I built a serverless platform in 1 day (and so can you!) Part 2

So, last time we covered the control plane of this platform and some of the nifty things that Microsoft Orleans provides for us that make it a great choice for this kind of platform. Today, we will cove the data plane, which includes routing and execution. But first a quick refresher.

What are we building again?

A basic serverless platform suitable for internal/private deployments. The goal is to provide an easy way to bolt services together, much like AWS Lambda or Azure Functions. These services can be great time savers because they make it very quick and easy to get some code running in the cloud without worrying about managing VMs or dealing with Kubernetes which might have so much deployment complexity that it dominates the effort when you just need a few lines of code running.

That already exists, so why are we building it?

Because we can πŸ˜ƒ! It is a great exercise to reinvent the wheel a bit sometimes to learn more about how the wheel actually works. And sometimes (more often than you think), your simpler wheel can out perform the big SaaS wheels that are out there. In this case, I'm trying to demonstrate that a lot of what Azure and AWS sells you is actually not very complex and for certain use cases, you can save a lot of money by building your only miniature version of it. Now back to our regularly scheduled programming πŸ™‚.

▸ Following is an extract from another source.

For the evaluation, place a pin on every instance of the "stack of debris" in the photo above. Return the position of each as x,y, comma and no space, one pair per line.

Examining the Data Plane implementation

So, as we saw before, the control plane is a set of administrative APIs that "control" the behavior of the system. Specifically, they control how HTTP requests are handled by the system. The data plane handles and routes the HTTP requests coming into the system. Now asp.net already has a lot of fancy routing tech built it for us to use. But we are going to throw that all way and leverage Orleans some more to handle our routing. We do this because asp.net routing is mostly intended to be static upon application startup and we explicitly do not want to have to restart our application just to add new routes and handlers.

So the front door of our system is very simple:

Article content
The top level

As a side note, I think I'm going to switch to using Carbon.now.sh for my code formatting from now on, The formatting here on LinkedIn is just terrible 😐.

This is using the very nice minimal APIs from asp.net and as we can see, it's a single mapping for all GET requests to anything below /app in the HTTP path. The real work is being done by this mysterious DataPlaneRouterService that is being injected into out handler. So lets take a look at that:

Article content
The real routing logic for our app

Again, not much really going on in here, but lets walk through it. We first do some checking to ensure the "organization name", which serves as the path prefix, is clean. From there we normalize it to all lowercase and then lookup an Orleans Grain that has that identifier and call it's Execute method.

How Grains work in Orleans

I'm going to step back for a moment and remind everyone about how Grains work in Orleans again. As we stated before, Orleans is Microsoft's implementation of the Distributed Virtual Actor pattern. In this case, we are going to focus on the "Virtual" part.

When we talk about Virtual Memory, we are talking about a magical system that lets each process running on a computer believe that it has access to an essentially unlimited amount of memory. The operating system does a lot of bait-and-switch magic behind the scenes to preserve this illusion. If your program hasn't touched a particular chunk of memory for a little while, the operating system will save it to the page file on disk and use the space in RAM for something more important. The next time you need that chunk, the operating system loads it back from the page file and makes it available on the fly. It's a miracle that computers can even work at all, with all of this nonsense going on. But they do and programming is much simpler because of it.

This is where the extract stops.